Don’t Want ‘My Baby’ to Grow up

I agree with recent research that sibling order can determine a lot about our personality because of how we grow up and how our parents treat us. I can see it as a parent with three children and I can see it as the youngest of three children myself. When my oldest son was five years old and my daughter was three and my youngest son was one, we expected a lot more of my oldest son than I expect of my youngest son now that he is five years old. When my oldest son was five he was the big kid, and now his younger brother is five, but he is still the little kid, no matter how old he gets. Even though they are the same age, because of their birth order, one is treated differently than the other. It’s not because I love one more than the other, or I have some kind of a preference, it just happens naturally. I wanted my oldest son to grow up fast and try to take on more responsibility for himself because my wife and I were trying to take care of his younger sister and brother. Now, four years later, I want my youngest son to enjoy his childhood and retain the innocent irresponsibility of youth as long as he can because I see the fleeting nature of it as evidenced by my older kids growing up.

I think it’s true that we are generally harder on older kids because we are more worried about what is going to happen to them, while by the time we got to my youngest son we backed off and let him do things I would have never let my older kids do because I have faith now that everything will turn out all right. For example, I am not as worried about my youngest son beginning to learn to read because I am confident it will happen someday, just as it did for his older brother and sister.

They say the middle children are the most neglected and I could see how that could be true, but I am not as sure about that phenomenon in my own family. I know I was glad to have a second son after my daughter because I worried about her being a middle child. But as it turned out she is the only girl and I know that I’ll always have a tough time not paying any attention to her. Her personality also requires a lot of attention but I suppose one could make the argument this is because she is the middle child and she has learned to jockey for attention. In that sense being a middle child may have benefits for her because she has honed the skill of making sure that her wants and needs are satisfied.

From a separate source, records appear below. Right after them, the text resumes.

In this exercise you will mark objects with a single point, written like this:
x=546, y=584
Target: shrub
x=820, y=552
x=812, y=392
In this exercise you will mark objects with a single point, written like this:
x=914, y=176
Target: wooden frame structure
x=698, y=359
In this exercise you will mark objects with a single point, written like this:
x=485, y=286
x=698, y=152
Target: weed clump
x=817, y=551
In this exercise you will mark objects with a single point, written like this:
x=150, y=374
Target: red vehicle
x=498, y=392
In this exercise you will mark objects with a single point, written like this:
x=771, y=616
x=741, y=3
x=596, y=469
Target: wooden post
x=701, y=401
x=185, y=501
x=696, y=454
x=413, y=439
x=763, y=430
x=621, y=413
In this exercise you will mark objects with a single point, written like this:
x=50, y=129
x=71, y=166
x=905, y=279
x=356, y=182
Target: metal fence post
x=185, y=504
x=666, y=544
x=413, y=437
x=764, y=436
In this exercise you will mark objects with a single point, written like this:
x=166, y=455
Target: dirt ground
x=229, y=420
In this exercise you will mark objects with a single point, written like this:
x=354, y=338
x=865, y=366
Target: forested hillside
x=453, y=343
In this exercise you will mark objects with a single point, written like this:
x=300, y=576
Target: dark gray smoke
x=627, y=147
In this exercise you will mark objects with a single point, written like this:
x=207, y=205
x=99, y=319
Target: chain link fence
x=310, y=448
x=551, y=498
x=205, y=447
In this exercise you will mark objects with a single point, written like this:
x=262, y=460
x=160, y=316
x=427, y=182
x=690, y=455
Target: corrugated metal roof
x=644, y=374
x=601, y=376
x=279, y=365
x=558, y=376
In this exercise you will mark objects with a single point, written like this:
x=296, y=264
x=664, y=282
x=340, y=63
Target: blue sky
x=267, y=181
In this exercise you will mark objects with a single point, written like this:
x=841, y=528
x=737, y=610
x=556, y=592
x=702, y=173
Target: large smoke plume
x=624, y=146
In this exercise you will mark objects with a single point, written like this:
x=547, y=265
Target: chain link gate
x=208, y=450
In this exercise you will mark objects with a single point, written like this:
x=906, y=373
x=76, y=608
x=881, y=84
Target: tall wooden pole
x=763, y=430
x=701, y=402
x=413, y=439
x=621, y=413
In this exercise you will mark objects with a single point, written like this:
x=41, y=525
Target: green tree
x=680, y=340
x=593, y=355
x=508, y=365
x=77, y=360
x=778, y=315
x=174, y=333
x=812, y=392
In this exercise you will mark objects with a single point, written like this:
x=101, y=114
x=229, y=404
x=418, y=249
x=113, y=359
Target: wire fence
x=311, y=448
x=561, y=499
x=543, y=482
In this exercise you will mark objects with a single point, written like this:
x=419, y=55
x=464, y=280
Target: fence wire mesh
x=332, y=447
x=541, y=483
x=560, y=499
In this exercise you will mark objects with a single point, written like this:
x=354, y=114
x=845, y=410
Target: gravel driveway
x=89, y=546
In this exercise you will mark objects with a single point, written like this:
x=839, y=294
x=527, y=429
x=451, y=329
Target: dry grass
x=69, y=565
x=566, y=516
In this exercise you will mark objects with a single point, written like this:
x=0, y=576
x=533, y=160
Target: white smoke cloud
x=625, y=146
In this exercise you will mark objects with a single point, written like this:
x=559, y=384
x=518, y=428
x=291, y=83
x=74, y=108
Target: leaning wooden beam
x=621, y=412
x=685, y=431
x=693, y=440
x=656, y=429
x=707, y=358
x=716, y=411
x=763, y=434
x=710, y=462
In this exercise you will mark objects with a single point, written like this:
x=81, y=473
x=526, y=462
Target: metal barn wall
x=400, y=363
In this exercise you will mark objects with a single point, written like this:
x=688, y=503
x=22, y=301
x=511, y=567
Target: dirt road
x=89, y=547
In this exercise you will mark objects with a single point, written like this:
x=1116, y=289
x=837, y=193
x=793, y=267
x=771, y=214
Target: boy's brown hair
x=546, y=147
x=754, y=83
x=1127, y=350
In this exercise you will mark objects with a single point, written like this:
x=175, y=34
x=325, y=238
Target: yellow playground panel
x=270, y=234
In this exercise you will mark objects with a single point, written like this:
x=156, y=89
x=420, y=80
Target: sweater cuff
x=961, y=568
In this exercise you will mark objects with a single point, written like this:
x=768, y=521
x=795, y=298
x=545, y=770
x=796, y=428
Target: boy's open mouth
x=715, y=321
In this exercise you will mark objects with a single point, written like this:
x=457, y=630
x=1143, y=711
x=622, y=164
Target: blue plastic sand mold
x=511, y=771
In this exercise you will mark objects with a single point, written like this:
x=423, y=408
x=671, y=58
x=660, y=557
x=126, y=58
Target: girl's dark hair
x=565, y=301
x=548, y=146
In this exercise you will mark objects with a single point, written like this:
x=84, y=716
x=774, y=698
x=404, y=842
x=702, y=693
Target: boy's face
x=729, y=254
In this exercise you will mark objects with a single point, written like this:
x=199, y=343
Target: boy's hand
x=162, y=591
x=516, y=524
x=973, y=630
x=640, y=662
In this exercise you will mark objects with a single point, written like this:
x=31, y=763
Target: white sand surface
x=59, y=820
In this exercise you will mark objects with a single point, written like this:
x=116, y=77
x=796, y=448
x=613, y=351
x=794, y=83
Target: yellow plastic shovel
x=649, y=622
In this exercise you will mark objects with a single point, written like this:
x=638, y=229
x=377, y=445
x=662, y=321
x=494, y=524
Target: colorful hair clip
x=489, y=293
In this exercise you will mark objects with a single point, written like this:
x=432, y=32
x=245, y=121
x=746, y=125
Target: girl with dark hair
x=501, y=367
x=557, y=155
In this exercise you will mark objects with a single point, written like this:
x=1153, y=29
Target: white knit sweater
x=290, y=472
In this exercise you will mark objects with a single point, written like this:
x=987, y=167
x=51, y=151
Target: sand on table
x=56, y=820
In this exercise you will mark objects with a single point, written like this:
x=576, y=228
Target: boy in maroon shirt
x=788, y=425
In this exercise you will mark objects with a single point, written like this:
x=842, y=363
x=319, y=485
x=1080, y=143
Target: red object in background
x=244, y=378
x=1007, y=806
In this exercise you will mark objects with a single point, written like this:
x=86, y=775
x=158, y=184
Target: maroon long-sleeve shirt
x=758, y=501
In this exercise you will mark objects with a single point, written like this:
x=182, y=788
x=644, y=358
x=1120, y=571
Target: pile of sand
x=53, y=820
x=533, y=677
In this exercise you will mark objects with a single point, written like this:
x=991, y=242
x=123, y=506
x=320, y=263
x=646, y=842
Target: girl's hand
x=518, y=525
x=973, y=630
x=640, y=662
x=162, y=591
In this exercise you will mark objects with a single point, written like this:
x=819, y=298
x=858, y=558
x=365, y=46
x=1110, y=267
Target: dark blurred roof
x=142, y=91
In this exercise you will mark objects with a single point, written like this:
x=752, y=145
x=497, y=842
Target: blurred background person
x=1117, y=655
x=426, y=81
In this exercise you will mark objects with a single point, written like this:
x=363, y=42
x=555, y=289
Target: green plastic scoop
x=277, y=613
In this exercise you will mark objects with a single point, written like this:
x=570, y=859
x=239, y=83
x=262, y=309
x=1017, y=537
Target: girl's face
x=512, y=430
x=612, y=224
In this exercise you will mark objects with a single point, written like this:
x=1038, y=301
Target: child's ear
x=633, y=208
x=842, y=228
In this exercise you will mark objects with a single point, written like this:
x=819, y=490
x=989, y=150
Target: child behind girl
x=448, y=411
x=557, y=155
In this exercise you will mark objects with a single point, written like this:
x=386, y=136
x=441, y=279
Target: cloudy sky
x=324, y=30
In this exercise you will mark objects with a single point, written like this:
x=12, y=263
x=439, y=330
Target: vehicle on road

While we have perhaps evaded some of the middle child issues, there’s no doubt we give special treatment to our youngest son, Adrian. Even writing his name I have an urge to write, ‘our baby Adriano,’ which just reinforces the point I am trying to make. He gets special treatment and we don’t hide it. As the youngest child myself I can own up to it. My mom and dad said the same thing to me all my life, even after my cheeks were rough with stubble and I had kids of my own – “You’ll always be our baby.” Now I know just how they feel.

The most prominent indicator of this special treatment for Adrian is the fact that we still allow him to come to our bed in the middle of the night. I know that we did not allow this with the other children due to the arrival of younger baby siblings. This means that both of them were required to sleep through the night in their own beds by the age of three. It was not easy turning away crying children in the middle of the night who simply did not want to be alone. It was heartbreaking in some sense because we were teaching them about abandonment and loss and loneliness but we had to do what we had to do at the time and we were also teaching them about independence. And the truth is there just wasn’t enough room in the bed when we already had an infant breastfeeding throughout the night there as well. There were strict orders not to come to our bed and little children were turned away with broken hearts. Now Adrian is five years old and he still comes to our bed in the dead of night, nearly every night. It’s actually kind of scary sometimes because I wake up in the middle of the night with him standing quietly by the bedside. He ends up there because he always asks if he can come sleep in our bed which I guess is left over from those old days when he needed our help to climb up into the bed and also I probably yelled at him a couple of times so he is trying to be really polite and not make me mad. Often times he is half asleep and mumbles his request to his sleeping parents and then waits in a sleepy daze for our response. As it is somewhere around 3:33 in the morning we are usually fast asleep or maybe we sort of hear him but we don’t acknowledge the reality of the question in our dreamy thoughts. He’ll just stand there by the side of the bed, a dark shadow waiting for an answer. I’ll wake up and feel weirded out like someone is watching me and then he nearly scares me half to death standing there like that by the side of the bed, all stealth.

“Yeah, come on,” I say, more irritated that he didn’t just climb into bed without disturbing anyone than the fact of him getting into bed with us.

Lately, I’ve thought about him going into kindergarten next year and wondered if it was finally time to get him out of our bed. Might some classmates might tease him if they knew that he still sleeps with his mommy and daddy? As of right now I don’t have the heart to refuse him quarter under our blankets and I’m pretty sure my wife doesn’t either. It’s hard to turn him away with those pathetic lonely tears and then he mopes back to his own bed to cry himself to sleep by himself in a dark room. The truth is I may just let him come to our bed as long as he wants to, which could be a very long time, because in my mind he’ll always be my baby.